Thankyou  I think Il use a harness for now, shes so wriggly Im just scared of hurting her neck!


----------



## EAST KENT (3 September 2011)

They do very nice wide cloth collars for lurchers, it would be very undignified for her to be in a harness and it is`nt necessary at all. Those necks are not nearly as fragile as many think.


----------



## MrVelvet (3 September 2011)

EAST KENT said:



			undignified
		
Click to expand...

you havent seen how she sleeps :O hmm fair point! and OH did mention if she happens to need a coat in winter harness may inhibit this, also he said it might rub.. which is also a fair point as she has very pink skin! I think I'll stick it out with her collar and see how it goes. Shes gaining more manners every day


----------



## Oneofthepack (3 September 2011)

I use martingale collars for mine (tap it into Google and you'll get loads of suppliers) They are soft fabric and wide, can be adjusted as she grows and close just tight enough to stop their pin heads escaping but not too tight that they hurt themselves...and they come in pink for girls! They are only for walking though so she'll still need another little collar for her ID disc.


----------



## Foxyfilly (3 September 2011)

EAST KENT said:



			They do very nice wide cloth collars for lurchers, it would be very undignified for her to be in a harness and it is`nt necessary at all. Those necks are not nearly as fragile as many think.
		
Click to expand...


Undignified? There is always one isnt there!


----------



## ChesnutsRoasting (3 September 2011)

EAST KENT said:



			They do very nice wide cloth collars for lurchers, it would be very undignified for her to be in a harness and it is`nt necessary at all. Those necks are not nearly as fragile as many think.
		
Click to expand...

I agree - I hate seeing sighthounds in harnesses, unnecessary as you say. Better to go for a Halti if she is a serious puller. Fishtail collar (you can get a nice padded one if she is a smoothy) when she has learnt some manners


----------



## Foxyfilly (3 September 2011)

My lurcher wears one occasionally when he's on a long line, if he was wearing a collar and took off at speed there is a possibility he could break his neck.

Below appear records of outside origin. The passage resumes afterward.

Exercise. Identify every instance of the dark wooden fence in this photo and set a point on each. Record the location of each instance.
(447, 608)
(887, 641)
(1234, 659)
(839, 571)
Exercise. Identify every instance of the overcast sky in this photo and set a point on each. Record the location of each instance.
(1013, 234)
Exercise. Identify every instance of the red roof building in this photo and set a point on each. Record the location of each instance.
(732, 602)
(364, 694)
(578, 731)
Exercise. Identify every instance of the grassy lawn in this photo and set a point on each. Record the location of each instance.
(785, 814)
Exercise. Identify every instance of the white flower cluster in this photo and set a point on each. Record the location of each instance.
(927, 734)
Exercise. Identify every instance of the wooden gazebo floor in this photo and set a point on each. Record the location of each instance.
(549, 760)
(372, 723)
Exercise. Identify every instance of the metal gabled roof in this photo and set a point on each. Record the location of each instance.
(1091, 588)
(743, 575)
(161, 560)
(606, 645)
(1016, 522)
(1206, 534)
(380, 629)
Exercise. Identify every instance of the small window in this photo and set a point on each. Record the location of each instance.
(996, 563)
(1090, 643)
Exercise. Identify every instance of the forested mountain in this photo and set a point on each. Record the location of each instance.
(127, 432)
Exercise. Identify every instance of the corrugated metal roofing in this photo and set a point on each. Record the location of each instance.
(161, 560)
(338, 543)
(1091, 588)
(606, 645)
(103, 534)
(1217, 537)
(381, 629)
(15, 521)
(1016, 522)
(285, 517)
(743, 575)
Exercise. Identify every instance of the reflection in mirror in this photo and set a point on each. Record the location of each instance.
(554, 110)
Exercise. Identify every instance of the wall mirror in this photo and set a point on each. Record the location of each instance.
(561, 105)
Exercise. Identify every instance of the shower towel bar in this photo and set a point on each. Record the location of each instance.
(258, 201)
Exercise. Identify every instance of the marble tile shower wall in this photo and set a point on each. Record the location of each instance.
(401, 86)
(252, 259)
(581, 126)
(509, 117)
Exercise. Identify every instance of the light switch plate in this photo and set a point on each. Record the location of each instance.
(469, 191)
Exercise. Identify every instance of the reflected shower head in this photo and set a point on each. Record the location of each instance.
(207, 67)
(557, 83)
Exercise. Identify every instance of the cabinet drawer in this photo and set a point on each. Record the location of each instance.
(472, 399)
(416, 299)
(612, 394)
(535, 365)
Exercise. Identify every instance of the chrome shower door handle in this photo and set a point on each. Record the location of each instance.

I dont think he would bother about looking undignified, he doesnt care about only having
3 legs either!


----------



## ChesnutsRoasting (3 September 2011)

Foxyfilly, i've never longlined my lurchers as them taking off at the end of a 20 foot line doesn't appeal to my balance or strength, i quite like my arms where they are! I'm also slightly concerned with the dog being  propelled sky high backwards.


----------